Dossier: 1999-3485-EI

ENTRE :

BROOKS COSMO HAIR STUDIO (1981) LTD.,

appelante,

et

LE MINISTRE DU REVENU NATIONAL,

intimé.

Motifs du jugement

Le juge Rip, C.C.I.

[1] L'appelante, Brooks Cosmo Hair Studio (1981) Ltd. (“ Brooks ”), porte en appel les décisions du ministre du Revenu national (le “ ministre ”) selon lesquelles Janice Hanson et Nancy Lyster ont été employées par Brooks en vertu d'un contrat de louage de services durant la période allant du 1er avril au 31 décembre 1997 (la “ période ”), Stacey Lyster a également été employée par Brooks en vertu d'un contrat de louage de services durant la période allant du 14 août au 31 décembre 1997 et ces trois personnes ont donc été des employées de Brooks. Ainsi, Revenu Canada a considéré l'emploi de chacune comme un emploi assurable en vertu des dispositions de la Loi sur l'assurance-emploi (la “ Loi ”).

[2] En ce qui concerne Janice Hanson (“ Mme Hanson ”), le ministre a déterminé qu'elle n'avait pas de lien de dépendance avec Brooks et que son emploi n'était donc pas un emploi exclu aux fins de l'assurance-emploi. En ce qui a trait à Nancy Lyster (“ Nancy ”) et à Stacey Lyster (“ Stacey ”), le ministre a reconnu qu'elles avaient un lien de dépendance avec Brooks, mais il était convaincu que, conformément à l'alinéa 5(3)b) de la Loi, il était raisonnable de conclure que Nancy et Brooks ainsi que Stacey et Brooks auraient conclu des contrats de travail respectifs à peu près semblables si Nancy et Stacey n'avaient pas eu un lien de dépendance avec Brooks.

[3] L'appelante dit que Mme Hanson ainsi que Nancy et Stacey (ci-après appelées individuellement la “ travailleuse ” et collectivement les “ travailleuses ”) avaient un lien de dépendance avec Brooks et que, conformément à l'alinéa 5(2)i) de la Loi, elles exerçaient donc un emploi exclu aux fins de l'assurance-emploi en vertu des dispositions de la Loi.

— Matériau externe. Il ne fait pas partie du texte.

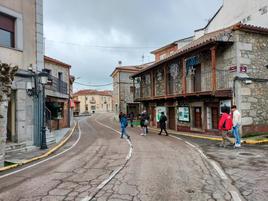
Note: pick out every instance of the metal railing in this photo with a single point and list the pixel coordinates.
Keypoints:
(57, 85)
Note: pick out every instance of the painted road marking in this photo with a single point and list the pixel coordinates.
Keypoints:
(235, 196)
(115, 172)
(47, 159)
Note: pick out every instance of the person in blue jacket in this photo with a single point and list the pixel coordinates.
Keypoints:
(124, 124)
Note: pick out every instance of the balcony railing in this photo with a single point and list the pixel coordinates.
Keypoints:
(57, 85)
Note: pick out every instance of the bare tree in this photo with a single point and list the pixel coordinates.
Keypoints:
(6, 77)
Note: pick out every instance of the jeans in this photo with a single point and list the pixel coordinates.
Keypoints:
(236, 134)
(123, 132)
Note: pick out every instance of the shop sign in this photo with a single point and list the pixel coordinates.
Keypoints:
(159, 110)
(184, 114)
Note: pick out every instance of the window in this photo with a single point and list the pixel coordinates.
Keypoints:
(7, 30)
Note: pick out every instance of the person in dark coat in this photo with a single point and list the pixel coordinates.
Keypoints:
(162, 123)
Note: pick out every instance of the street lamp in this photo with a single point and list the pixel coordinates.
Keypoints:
(39, 78)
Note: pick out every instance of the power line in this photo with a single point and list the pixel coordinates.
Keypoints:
(103, 46)
(94, 85)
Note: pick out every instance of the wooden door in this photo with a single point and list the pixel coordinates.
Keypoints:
(198, 117)
(171, 118)
(197, 79)
(215, 117)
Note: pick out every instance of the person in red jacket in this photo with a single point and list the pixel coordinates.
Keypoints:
(225, 125)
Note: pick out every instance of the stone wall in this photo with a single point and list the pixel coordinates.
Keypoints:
(253, 106)
(116, 93)
(253, 53)
(251, 98)
(125, 95)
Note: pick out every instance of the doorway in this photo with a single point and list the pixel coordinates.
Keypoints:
(11, 119)
(197, 117)
(171, 118)
(215, 117)
(197, 78)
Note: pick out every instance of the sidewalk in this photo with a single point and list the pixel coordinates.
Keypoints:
(20, 157)
(248, 140)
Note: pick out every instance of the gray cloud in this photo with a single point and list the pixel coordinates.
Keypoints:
(80, 32)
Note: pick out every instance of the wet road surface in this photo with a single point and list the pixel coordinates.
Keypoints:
(161, 168)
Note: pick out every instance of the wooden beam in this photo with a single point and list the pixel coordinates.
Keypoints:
(213, 65)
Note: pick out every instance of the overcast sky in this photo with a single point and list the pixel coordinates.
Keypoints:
(93, 35)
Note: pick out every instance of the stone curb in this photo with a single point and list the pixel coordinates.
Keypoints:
(215, 138)
(49, 152)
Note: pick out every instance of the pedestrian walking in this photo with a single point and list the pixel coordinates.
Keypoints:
(162, 122)
(124, 124)
(144, 123)
(131, 118)
(120, 115)
(225, 125)
(236, 125)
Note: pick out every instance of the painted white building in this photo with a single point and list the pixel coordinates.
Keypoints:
(21, 44)
(252, 12)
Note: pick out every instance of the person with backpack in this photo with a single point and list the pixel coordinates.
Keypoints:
(144, 123)
(162, 123)
(236, 124)
(225, 125)
(124, 124)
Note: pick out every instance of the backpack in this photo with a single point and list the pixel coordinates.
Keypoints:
(228, 123)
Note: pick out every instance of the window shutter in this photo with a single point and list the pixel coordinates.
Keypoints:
(7, 23)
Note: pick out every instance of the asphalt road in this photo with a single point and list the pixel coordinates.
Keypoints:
(160, 168)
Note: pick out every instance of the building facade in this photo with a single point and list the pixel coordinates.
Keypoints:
(92, 101)
(231, 12)
(220, 68)
(123, 91)
(58, 97)
(21, 44)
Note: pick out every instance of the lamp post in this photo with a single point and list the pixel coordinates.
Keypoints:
(39, 78)
(43, 80)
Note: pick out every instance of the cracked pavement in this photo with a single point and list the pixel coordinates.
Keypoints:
(161, 168)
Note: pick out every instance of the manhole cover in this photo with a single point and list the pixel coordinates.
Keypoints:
(246, 154)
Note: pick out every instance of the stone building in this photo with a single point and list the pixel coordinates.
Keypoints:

[4] L'actionnariat de Brooks était le suivant :

i) 351760 Alberta Ltd. détenait 33 1/3 p. 100 des actions émises de Brooks;

(ii) 723741 Alberta Ltd. détenait 33 1/3 p. 100 des actions émises de Brooks;

(iii) 732322 Alberta Ltd. détenait 33 1/3 p. 100 des actions émises de Brooks.

[5] Les actions de 351760 Alberta Ltd. étaient détenues à parts égales par Nancy et son époux, Glen Lyster. (M. Lyster a agi comme représentant dans le présent appel et a été la seule personne à témoigner.) Toutes les actions de 723741 Alberta Ltd. étaient détenues par Mme Hanson. Du 1er avril au 13 août 1997, les actions de 732322 Alberta Ltd. étaient détenues par Shanda Smith. Le 14 août 1997, Mme Smith a transféré toutes ses actions à Stacey.

[6] Les trois travailleuses formaient le conseil d'administration de l'appelante durant les périodes pertinentes.

[7] Stacey est la fille de Nancy.

[8] Brooks exploite un salon de coiffure offrant des services et produits de beauté ainsi que des services connexes. Brooks emploie habituellement environ 12 personnes en plus des travailleuses. Mme Hanson et Nancy agissaient comme gérantes du salon. Stacey n'en était pas une gérante. En fait, d'après M. Lyster, les autres employés n'étaient pas au courant que Mme Smith avait transféré à Stacey ses actions dans 732322 Alberta Ltd.

[9] M. Lyster a témoigné qu'il était le gestionnaire de Brooks. Il déterminait le salaire des trois travailleuses. Les fonds que les travailleuses retiraient de Brooks se fondaient sur les investissements des travailleuses dans l'entreprise et non pas nécessairement sur leurs responsabilités. Stacey, Mme Hanson et Nancy avaient une commission de 75 p. 100 sur leurs ventes de services de coiffure et d'esthétique et une commission de 20 p. 100 sur leurs ventes au détail. Les commissions étaient toutefois réparties en salaires et en dividendes.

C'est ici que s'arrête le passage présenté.